AdaBoost works by iteratively building a strong learner from multiple weak learners. Here's a step-by-step explanation of the process:

  1. Initialization:

    • Assign equal weights to all training samples.

    • Set the number of weak learners (estimators) to use.

  2. Iterative Process: For each iteration:

    • Train a weak learner (e.g., a decision stump) on the weighted training data.

    • Calculate the error rate of the weak learner.

    • Compute the importance (weight) of the weak learner based on its error rate.

    • Update the weights of the training samples:

      • Increase weights for misclassified samples.

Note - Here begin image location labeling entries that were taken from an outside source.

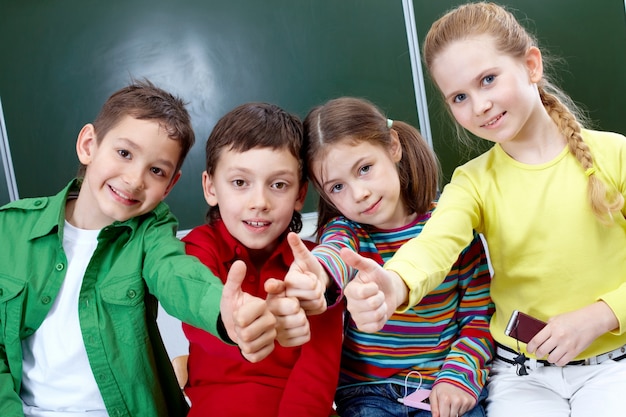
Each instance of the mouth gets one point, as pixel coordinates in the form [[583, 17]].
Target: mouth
[[256, 224], [372, 208], [494, 120], [125, 198]]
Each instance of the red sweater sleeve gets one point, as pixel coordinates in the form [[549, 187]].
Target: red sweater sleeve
[[313, 381]]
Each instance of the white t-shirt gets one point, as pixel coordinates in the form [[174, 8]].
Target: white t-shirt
[[57, 380]]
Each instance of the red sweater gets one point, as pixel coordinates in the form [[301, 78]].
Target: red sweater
[[298, 381]]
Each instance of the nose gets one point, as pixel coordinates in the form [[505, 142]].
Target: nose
[[481, 105], [258, 199], [134, 179], [360, 192]]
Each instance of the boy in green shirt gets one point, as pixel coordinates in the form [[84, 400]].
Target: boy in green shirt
[[81, 272]]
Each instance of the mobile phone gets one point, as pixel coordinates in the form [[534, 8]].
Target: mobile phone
[[417, 399], [523, 327]]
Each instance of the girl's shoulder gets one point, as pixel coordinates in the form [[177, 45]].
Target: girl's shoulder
[[603, 138]]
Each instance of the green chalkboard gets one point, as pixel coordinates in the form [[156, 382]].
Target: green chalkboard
[[59, 61], [590, 37]]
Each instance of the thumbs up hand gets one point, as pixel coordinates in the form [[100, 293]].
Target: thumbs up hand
[[306, 279], [374, 294], [247, 319], [292, 325]]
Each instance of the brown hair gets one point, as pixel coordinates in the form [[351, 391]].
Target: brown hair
[[356, 119], [256, 125], [512, 38], [144, 101]]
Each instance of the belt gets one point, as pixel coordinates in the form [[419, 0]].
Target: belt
[[508, 355]]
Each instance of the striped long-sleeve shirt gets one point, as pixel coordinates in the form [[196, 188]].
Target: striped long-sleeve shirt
[[445, 338]]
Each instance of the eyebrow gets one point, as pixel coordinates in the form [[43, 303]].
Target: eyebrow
[[134, 146], [479, 77], [282, 172], [356, 164]]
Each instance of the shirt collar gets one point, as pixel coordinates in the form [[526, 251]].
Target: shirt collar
[[53, 218], [233, 249]]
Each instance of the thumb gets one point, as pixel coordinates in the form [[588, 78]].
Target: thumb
[[364, 265], [274, 288], [236, 275], [301, 254]]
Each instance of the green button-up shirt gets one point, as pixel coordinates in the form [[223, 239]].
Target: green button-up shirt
[[133, 260]]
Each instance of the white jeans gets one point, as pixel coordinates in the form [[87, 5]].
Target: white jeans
[[552, 391]]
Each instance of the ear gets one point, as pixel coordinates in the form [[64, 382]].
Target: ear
[[209, 189], [395, 148], [301, 196], [172, 183], [534, 64], [86, 144]]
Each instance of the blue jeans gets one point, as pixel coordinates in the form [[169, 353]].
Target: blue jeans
[[381, 400]]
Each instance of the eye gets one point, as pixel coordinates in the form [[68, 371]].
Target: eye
[[157, 171], [279, 185], [488, 79], [459, 98], [365, 169]]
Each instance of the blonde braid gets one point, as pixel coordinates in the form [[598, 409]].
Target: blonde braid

      • Decrease weights for correctly classified samples.

    • Normalize the weights so they sum to 1.

  3. Final Model:

    • Combine all weak learners into a strong learner.

    • Each weak learner's prediction is weighted by its importance.

  4. Prediction:

    • For classification: The final prediction is the class with the highest weighted sum of weak learner predictions.

    • For regression: The final prediction is the weighted sum of weak learner predictions.

This process allows AdaBoost to focus on the hard-to-classify examples, improving the model's performance iteratively.


Initialization

The AdaBoost model is initialized in the initialize_regressor method:

if self.regressor == 'AdaBoost':
    base_estimator_class = AdaBoostClassifier if is_classification else AdaBoostRegressor
    param_dist = {
        'n_estimators': [50, 100, 200, 300, 500],
        'learning_rate': [0.01, 0.1, 0.5, 1.0],
    }
    if is_classification:
        param_dist['algorithm'] = ['SAMME', 'SAMME.R']

Key Components

  1. Model Selection:

    • For continuous targets, we use AdaBoostRegressor from scikit-learn.

    • For categorical targets, we use AdaBoostClassifier from scikit-learn.

  2. Multi-output Support:

    • For multiple target variables, we use MultiOutputRegressor or MultiOutputClassifier.

  3. Hyperparameter Tuning:

    • When auto_mode is enabled, we use RandomizedSearchCV for automated hyperparameter tuning.


Hyperparameters

The main hyperparameters for AdaBoost include:

  • n_estimators: The maximum number of estimators at which boosting is terminated.

  • learning_rate: Weight applied to each classifier at each boosting iteration.

  • algorithm (for classification only): The boosting algorithm to use. Can be 'SAMME' or 'SAMME.R'.


Training Process

The training process is handled in the fit_regressor method:

  1. The method checks if we're dealing with a multi-output scenario.

  2. It reshapes the target variable y if necessary for consistency.

  3. The AdaBoost model is fitted using the fit method.

After training, the model is serialized and stored.


Auto Mode

When auto_mode is enabled:

  1. A RandomizedSearchCV object is created with the base estimator (AdaBoostRegressor or AdaBoostClassifier).

  2. It performs a randomized search over the specified parameter distributions.

  3. The best parameters found are saved and used for the final model.


Multi-output Scenario

For multiple target variables:

  1. In regression tasks, MultiOutputRegressor is used to wrap the AdaBoostRegressor.

  2. In classification tasks, MultiOutputClassifier is used to wrap the AdaBoostClassifier.

  3. This allows the model to predict multiple target variables simultaneously.


Advantages and Limitations

Advantages:

  • Less prone to overfitting compared to other boosting methods

  • Can achieve high accuracy

  • Automatically handles feature selection

  • Works well with weak learners

Limitations:

  • Sensitive to noisy data and outliers

  • Can be computationally expensive

  • Prone to overfitting if the number of estimators is too large


Usage Tips

  1. Start with a moderate number of estimators (e.g., 50 or 100) and adjust based on performance.

  2. Use cross-validation to find the optimal learning_rate.

  3. For classification tasks, experiment with both 'SAMME' and 'SAMME.R' algorithms to see which performs better.

  4. Monitor the training error as the number of estimators increases to detect potential overfitting.

  5. Consider using AdaBoost in combination with decision trees as weak learners for interpretable results.

By understanding these components, you can effectively use and customize the AdaBoost implementation in our ML workflow to suit your specific needs.